Monday, February 2, 2009

Slush

Knee-deep mud. The piranha-infested waters of the Amazon. A biomedical-waste pit. These are things that most writers would rather wade through than a publication’s slush pile. Well, maybe not that last one. But hope fades fast when you consider the chances of an overworked assistant giving your unsolicited manuscript more than a few seconds’ consideration. How can you hope to break through? Douglas Cohen of Monstrous Musings offers tips for new writers, as well as the first few paragraphs of fourteen shorts that surmounted the slush and made it into the pages of Realms of Fantasy.
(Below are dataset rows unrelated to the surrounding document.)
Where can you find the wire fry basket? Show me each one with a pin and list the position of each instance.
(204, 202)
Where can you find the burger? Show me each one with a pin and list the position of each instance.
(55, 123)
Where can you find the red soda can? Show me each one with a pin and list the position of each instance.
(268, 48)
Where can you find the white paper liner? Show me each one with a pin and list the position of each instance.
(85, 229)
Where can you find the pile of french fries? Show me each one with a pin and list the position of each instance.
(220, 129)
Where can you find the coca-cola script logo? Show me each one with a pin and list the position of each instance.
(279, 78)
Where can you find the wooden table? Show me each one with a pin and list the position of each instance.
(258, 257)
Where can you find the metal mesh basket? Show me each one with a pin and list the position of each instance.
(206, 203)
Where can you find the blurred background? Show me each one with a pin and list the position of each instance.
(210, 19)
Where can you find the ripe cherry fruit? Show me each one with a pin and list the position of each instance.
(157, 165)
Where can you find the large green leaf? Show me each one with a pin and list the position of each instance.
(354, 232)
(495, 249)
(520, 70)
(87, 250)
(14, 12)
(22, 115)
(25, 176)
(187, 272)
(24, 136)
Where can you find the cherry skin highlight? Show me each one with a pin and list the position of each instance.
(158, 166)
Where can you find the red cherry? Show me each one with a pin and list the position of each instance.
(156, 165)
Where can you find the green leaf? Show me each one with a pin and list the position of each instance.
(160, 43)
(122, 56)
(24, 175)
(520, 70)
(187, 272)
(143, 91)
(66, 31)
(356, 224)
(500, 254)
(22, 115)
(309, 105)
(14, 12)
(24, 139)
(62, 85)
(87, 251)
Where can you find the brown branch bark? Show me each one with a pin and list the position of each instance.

Excerpts:

In the world of writing short stories, hell, in the world of fiction writing in general, with very few exceptions, no writer starts a career in anyplace other than the slush pile of an editor or agent. Even the best of us were once nobodies, striving to make an impression upon the critical eye of someone who can help build or launch our careers. Chances are you’ve never met these people. It’s also rather likely these people’s opinions mean more to you than those of many people you have met. Interesting, when you take the time to consider that. Regardless, there is no secret to getting out of the slush pile. I repeat: there is no secret to getting out of the slush pile. No secret handshakes or decoder rings. Barring those rare exceptions, you get out of the slush pile in one of two ways. The first way is that you’ve earned this privilege through your previous fiction publications. Of course, these people used to be a piece of slush as well, and the way they originally got out of the slush pile is non-secret number two: they wrote a story the editor decided to publish.
Read the whole thing.

(Picture: CC 2007 by
lcrf)

4 comments:

Chestertonian Rambler said...

This is good news, I suppose, for those of us who continually find our stories on the wrong end of a slush pile. Moral: Keep trying.

Loren Eaton said...

The most frustrating thing I find about the slush pile is the abysmally long response time for most markets. One award-winning publication (whose name will remain anonymous to protect the guilty) took an entire year to respond.

Chestertonian Rambler said...

On the other hand, though, there is F&SF.

They've yet to accept a story of mine, but both my submissions came back within two weeks. For that, they earn my great admiration.

Loren Eaton said...

They must have liked them. John Joseph Adams (who personally signs each and every rejection letter) gets mine back to me within a week.